Varnish looks like a very good use case for that. Basically, you wouldn't be generating the full site statically, but incrementally, every time there's new requested content varnish hasn't cached yet.
EDIT to cover the comments:
if all the Varnish nodes are down, you can't get your content, same as if the database is down, or if your load-balancers are down. Just have two Varnish load-balanced for high availability with keepalived for example.
if varnish is restarted, the cache will get cleared, unless you are using Varnish Plus/Enterprise with MSE. It may not be an issue if you don't restart often (configuration changes don't need restarts), since the database still has the data to repopulate the cache.
Varnish has a ton of options to invalidate content: purges for just one object, revalidation, bans to target entire sub-domains or sub-trees, xkeys for tag-based invalidation.

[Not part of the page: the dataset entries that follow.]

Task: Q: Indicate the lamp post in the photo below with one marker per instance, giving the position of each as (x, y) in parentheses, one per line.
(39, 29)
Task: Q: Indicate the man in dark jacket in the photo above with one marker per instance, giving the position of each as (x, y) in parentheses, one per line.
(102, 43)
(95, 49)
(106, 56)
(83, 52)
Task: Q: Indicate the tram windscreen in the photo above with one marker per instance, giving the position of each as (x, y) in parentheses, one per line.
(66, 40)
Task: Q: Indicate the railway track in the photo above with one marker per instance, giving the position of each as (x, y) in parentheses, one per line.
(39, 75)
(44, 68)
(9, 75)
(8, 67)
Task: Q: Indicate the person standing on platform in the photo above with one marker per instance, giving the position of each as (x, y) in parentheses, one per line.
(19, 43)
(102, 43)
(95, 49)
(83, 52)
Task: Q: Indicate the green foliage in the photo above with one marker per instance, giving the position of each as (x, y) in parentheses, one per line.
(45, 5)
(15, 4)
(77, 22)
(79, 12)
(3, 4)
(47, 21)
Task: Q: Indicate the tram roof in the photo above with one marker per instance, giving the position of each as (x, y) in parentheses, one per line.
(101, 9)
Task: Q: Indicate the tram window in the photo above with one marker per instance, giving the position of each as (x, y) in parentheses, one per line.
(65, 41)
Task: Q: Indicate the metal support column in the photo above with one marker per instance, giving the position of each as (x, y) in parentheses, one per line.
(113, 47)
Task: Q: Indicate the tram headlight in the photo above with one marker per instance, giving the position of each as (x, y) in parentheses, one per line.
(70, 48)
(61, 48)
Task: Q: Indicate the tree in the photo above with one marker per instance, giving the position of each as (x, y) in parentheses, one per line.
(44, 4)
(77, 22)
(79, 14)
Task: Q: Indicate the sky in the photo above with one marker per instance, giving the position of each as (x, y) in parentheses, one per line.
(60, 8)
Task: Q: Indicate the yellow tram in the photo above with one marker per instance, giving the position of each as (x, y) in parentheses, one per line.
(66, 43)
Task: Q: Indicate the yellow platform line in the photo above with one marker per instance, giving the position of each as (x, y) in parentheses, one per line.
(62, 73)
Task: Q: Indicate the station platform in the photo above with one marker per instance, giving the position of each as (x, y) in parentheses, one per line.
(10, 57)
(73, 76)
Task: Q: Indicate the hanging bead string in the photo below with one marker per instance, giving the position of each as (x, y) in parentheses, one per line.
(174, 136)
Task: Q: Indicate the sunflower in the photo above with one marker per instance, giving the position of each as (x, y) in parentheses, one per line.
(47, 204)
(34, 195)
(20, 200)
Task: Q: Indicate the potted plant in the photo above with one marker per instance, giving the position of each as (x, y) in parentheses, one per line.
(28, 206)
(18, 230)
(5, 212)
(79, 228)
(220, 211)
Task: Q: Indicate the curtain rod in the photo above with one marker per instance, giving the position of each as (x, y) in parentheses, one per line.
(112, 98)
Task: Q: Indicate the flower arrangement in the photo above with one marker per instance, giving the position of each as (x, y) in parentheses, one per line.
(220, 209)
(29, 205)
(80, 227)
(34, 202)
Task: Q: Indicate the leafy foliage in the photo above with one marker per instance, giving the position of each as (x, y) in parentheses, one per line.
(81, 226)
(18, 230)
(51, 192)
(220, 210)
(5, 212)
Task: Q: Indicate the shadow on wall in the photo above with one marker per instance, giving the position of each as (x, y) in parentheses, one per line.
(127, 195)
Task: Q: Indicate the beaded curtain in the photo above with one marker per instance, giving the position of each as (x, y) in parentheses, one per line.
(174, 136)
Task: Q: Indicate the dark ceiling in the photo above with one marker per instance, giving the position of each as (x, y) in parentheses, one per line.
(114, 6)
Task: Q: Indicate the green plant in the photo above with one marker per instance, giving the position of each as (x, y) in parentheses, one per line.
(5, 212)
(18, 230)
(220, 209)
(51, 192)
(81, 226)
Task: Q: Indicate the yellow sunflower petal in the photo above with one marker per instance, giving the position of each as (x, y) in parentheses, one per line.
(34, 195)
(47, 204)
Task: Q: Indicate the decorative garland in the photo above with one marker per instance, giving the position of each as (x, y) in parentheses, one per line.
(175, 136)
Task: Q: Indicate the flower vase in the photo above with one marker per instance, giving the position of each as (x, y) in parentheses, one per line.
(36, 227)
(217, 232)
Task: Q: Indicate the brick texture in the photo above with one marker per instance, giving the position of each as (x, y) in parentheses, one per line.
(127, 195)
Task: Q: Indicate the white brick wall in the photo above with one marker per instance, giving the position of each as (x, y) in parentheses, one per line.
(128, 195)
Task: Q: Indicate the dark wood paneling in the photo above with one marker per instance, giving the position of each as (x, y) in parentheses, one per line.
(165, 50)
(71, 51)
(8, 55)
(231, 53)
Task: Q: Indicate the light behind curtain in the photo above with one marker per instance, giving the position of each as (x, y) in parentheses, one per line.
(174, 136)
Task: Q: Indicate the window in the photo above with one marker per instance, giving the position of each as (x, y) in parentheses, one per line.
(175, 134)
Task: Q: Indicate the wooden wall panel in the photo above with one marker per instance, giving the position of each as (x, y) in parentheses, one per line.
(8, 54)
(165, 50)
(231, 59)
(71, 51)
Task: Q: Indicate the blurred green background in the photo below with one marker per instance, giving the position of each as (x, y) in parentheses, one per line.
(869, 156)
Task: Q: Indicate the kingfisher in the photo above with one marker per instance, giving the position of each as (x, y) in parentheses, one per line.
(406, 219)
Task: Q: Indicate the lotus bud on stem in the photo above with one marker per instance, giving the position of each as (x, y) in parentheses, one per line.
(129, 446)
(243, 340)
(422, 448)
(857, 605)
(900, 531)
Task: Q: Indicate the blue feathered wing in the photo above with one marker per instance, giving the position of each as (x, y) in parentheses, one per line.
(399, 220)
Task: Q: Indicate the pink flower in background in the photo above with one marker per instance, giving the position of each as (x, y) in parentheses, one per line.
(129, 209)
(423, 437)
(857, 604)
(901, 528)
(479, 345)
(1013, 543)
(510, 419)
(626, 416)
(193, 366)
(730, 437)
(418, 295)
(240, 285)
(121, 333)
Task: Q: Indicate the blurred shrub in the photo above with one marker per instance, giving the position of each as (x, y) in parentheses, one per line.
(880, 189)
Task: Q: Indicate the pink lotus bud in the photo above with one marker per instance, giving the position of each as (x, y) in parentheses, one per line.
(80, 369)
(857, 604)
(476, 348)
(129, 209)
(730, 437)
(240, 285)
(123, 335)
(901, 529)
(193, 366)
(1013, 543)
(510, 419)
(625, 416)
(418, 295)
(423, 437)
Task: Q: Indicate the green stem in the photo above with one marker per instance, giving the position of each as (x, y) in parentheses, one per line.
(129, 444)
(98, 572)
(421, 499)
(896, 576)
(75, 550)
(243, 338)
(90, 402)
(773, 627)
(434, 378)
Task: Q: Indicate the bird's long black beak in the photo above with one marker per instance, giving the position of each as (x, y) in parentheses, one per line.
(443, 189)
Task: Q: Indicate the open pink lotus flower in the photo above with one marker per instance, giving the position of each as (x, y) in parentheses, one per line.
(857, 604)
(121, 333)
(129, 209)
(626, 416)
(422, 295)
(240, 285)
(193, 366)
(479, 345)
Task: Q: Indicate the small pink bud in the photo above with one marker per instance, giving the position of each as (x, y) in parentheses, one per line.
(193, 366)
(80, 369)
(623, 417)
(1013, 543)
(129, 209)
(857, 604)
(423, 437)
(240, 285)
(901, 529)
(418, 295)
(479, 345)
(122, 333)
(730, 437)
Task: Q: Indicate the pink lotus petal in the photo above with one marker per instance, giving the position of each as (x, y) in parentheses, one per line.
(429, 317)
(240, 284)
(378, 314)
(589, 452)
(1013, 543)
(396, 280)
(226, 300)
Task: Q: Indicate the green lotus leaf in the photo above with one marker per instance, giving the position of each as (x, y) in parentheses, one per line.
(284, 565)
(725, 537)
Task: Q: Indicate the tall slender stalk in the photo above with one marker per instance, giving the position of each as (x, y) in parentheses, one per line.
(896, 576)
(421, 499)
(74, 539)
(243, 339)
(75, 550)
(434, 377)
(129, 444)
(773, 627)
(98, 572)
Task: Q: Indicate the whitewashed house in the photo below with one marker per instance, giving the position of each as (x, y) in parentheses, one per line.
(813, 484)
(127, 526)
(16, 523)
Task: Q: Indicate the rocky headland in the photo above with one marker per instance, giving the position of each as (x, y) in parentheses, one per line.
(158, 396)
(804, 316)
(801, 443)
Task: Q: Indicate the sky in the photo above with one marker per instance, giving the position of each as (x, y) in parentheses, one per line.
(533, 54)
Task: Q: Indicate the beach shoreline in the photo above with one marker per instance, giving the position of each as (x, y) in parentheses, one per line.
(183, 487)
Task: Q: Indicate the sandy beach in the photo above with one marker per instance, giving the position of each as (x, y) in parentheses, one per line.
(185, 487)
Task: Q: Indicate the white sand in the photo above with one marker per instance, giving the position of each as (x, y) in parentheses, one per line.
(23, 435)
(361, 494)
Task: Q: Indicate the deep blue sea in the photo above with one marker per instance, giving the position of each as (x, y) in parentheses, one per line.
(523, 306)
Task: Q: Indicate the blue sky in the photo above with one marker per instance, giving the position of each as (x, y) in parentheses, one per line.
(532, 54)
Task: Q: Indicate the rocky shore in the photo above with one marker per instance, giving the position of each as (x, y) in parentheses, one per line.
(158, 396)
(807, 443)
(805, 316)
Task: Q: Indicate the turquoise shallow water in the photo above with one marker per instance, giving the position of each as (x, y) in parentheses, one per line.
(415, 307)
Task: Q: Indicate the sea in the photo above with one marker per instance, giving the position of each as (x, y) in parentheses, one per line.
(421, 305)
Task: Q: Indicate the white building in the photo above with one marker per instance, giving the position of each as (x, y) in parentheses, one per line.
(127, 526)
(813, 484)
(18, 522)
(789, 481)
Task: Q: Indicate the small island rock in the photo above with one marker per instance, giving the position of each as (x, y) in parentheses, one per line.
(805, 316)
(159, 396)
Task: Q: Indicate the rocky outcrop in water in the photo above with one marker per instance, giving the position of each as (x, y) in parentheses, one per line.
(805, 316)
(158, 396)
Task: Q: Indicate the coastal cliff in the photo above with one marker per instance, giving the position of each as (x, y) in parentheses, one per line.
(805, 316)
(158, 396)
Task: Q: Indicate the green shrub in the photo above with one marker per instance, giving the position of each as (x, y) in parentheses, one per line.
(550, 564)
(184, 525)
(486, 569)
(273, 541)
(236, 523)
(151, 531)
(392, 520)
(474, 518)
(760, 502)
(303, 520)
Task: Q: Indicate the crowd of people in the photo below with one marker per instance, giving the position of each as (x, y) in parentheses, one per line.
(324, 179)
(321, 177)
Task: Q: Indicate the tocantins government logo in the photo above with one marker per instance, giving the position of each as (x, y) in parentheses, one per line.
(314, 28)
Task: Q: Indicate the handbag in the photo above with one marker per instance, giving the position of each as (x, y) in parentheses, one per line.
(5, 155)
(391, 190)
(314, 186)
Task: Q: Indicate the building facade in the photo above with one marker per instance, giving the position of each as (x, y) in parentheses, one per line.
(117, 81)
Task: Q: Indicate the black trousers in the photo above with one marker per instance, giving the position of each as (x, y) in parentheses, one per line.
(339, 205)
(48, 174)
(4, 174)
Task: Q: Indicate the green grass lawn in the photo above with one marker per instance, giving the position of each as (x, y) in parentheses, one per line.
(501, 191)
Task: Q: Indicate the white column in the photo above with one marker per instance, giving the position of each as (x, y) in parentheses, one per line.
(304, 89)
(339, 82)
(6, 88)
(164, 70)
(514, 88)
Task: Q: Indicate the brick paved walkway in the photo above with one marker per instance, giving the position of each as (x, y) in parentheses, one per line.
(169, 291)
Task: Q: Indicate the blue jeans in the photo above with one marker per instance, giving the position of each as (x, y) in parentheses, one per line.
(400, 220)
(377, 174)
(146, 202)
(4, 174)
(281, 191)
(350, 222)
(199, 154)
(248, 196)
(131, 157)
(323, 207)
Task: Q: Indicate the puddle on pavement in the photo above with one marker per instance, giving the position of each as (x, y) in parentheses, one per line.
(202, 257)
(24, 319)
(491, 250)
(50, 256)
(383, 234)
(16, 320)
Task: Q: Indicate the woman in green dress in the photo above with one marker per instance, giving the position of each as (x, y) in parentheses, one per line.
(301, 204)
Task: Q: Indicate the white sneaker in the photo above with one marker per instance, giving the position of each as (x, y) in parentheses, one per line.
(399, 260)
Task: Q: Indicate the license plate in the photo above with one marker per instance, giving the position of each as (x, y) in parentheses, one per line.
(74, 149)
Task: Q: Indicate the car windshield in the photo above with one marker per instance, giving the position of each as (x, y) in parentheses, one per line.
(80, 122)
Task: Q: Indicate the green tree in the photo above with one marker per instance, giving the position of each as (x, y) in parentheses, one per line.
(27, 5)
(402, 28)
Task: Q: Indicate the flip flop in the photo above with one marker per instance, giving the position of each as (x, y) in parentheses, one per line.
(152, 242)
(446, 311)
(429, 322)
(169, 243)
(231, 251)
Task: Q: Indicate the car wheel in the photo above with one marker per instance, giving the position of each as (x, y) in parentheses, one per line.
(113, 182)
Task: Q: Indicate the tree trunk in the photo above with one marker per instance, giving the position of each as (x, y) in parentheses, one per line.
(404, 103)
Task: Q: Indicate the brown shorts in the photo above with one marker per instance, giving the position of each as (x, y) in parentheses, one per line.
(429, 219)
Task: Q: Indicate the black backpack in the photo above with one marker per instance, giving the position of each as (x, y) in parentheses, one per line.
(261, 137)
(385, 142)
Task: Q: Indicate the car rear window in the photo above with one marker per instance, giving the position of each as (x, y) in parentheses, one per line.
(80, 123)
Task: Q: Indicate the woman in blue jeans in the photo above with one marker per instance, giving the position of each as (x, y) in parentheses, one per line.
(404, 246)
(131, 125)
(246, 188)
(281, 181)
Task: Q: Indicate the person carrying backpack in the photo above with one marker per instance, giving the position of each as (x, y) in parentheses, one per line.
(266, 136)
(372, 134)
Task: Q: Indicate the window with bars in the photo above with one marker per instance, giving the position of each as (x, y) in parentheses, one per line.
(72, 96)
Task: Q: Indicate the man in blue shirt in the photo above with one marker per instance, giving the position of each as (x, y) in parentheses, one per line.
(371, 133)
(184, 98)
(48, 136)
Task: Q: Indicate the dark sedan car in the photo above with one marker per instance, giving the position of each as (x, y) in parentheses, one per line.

Based on the description, your architecture looks like Webpages --> Services -->Database. The pages are generated dynamically based on the data in the database.
For Example, when you search for employed details, the services hits the database and get the details of employee and is rendered on the UI.
Now,if you create a content and store as webpage for every employee, this solution will not scale. Also, if employee information is changed in the database, you will have a stale data if you are not recreating the page.
My recommendation is the architecture should have a cache server and the new architecture should be like Webpages --> Services --> Cache server> Database. Services should query the database, create a page and store in the Cache. Key for cache should be page URL and value should be the page content. Now, when the URL hits the services, services will get the page from the cache rather than going to database. If the key is not available in the cache, services will query the database and fill the cache with key and value.
"Key is Url of the page. Value is the content of the page which has hidden updated date."
You can have the back-end job or a separate service to refresh the cache when data is updated in the database. Job can compare the updated date in the database vs the date in the cache value and flush the cache if the date is not matching. Job running in the back-end to refresh the cache will run behind the scene and will not impact user or UI performance.
In my company, we have a report generation team which maintains a local web application which is horribly slow. These reports get generated weekly. The data for these reports reside inside a database which gets queried through this report portal. I cannot suggest them to change the application in anyway (like memcache etc.) the only option I have is to somehow save these pages locally and relay.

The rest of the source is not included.